📜  clahe opencv - Python (1)

📅  最后修改于: 2023-12-03 15:14:09.683000             🧑  作者: Mango

CLAHE Opencv - Python

Introduction

CLAHE (Contrast Limited Adaptive Histogram Equalization) is a computer algorithm for enhancing the contrast of images. It is similar to the histogram equalization algorithm, but it limits the contrast enhancement in local regions. CLAHE prevents the over-enhancement of noise in regions with low contrast, and it also prevents the under-enhancement of regions with high contrast.

OpenCV provides an implementation of the CLAHE algorithm, which can be used in Python. In this tutorial, we will see how to use the CLAHE algorithm in OpenCV using Python.

Installation

To use the CLAHE algorithm in OpenCV, you first need to install OpenCV on your system. You can install OpenCV using pip, which is the Python package installer. Open a command prompt and run the following command to install OpenCV:

Syntax:

pip install opencv-python
Implementation

Before implementing the CLAHE algorithm in OpenCV, we need to import the necessary libraries. We will also read an image using OpenCV's imread() function.

import cv2
import numpy as np

# Reading the image
img = cv2.imread('input.jpg', cv2.IMREAD_GRAYSCALE)

# Displaying the image
cv2.imshow('Original Image', img)
cv2.waitKey(0)

In the above code, we have used the cv2.imread() function to read our input image. We have also used cv2.imshow() function to display the image on the screen.

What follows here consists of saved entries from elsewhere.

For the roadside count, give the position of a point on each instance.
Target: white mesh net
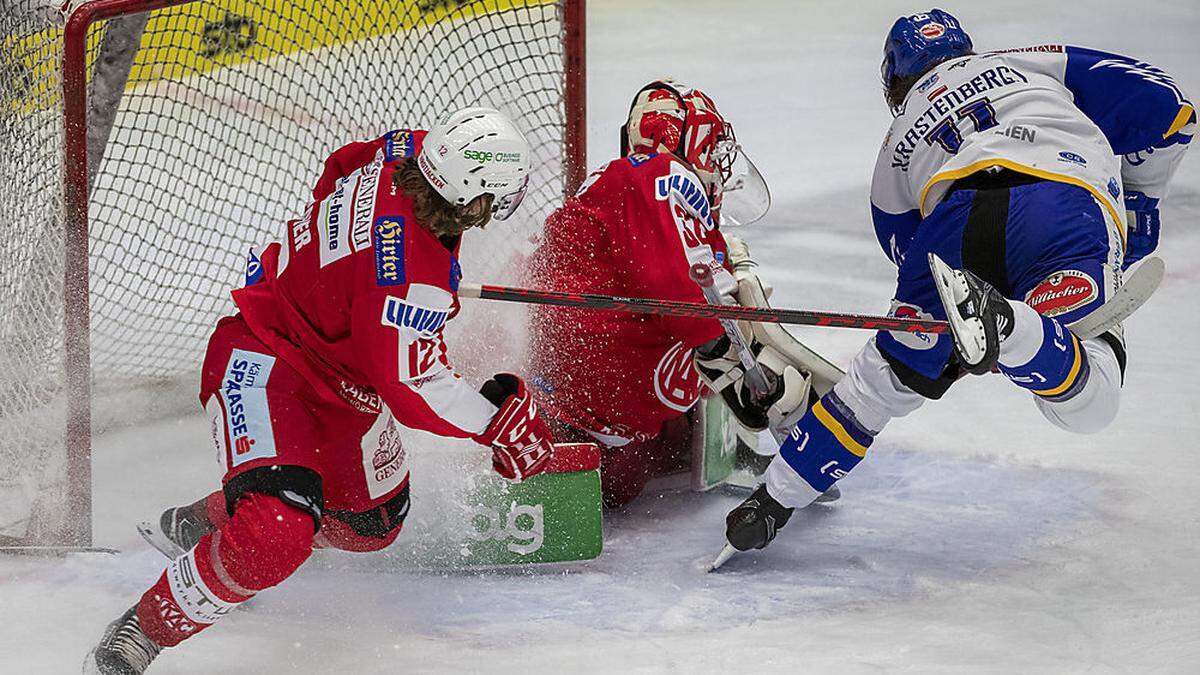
(229, 109)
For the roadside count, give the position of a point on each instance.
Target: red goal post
(529, 52)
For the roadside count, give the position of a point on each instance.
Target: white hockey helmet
(478, 151)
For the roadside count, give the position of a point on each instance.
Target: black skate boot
(755, 521)
(178, 529)
(979, 317)
(124, 650)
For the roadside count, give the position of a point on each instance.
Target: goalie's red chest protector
(635, 228)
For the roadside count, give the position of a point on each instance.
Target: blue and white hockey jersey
(1102, 121)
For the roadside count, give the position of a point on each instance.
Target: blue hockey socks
(1043, 356)
(826, 443)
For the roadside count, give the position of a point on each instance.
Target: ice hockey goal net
(149, 143)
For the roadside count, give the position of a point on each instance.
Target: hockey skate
(177, 531)
(124, 650)
(978, 315)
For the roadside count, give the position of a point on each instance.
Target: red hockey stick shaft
(700, 310)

Now, we will apply the CLAHE algorithm on the image using OpenCV's createCLAHE() function. This function creates a CLAHE object, which can be used to apply the CLAHE algorithm on the input image.

# Creating a CLAHE object
clahe = cv2.createCLAHE(clipLimit=2.0, tileGridSize=(8,8))

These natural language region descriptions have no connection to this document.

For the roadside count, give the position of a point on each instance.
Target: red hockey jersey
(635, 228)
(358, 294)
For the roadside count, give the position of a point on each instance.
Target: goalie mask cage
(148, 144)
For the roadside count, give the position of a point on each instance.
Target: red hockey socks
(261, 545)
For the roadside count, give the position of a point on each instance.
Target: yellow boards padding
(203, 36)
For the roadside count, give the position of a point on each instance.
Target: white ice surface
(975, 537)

# Applying CLAHE on the image
img_clahe = clahe.apply(img)

# Displaying the image after CLAHE
cv2.imshow('CLAHE Image', img_clahe)
cv2.waitKey(0)

# Saving the image
cv2.imwrite('output.jpg', img_clahe)

In the above code, we have created a CLAHE object using cv2.createCLAHE() function. We have set the clipLimit parameter to 2.0, which limits the contrast enhancement. We have also set the tileGridSize parameter to (8,8), which defines the size of the tiles used for histogram equalization.

We have then applied the CLAHE algorithm on the input image using the apply() method of the CLAHE object. Finally, we have displayed and saved the CLAHE enhanced image.

Conclusion

In this tutorial, we have seen how to use the CLAHE algorithm in OpenCV using Python. We have learned how to install OpenCV, read an image, create a CLAHE object, apply the CLAHE algorithm on the image, and display and save the enhanced image.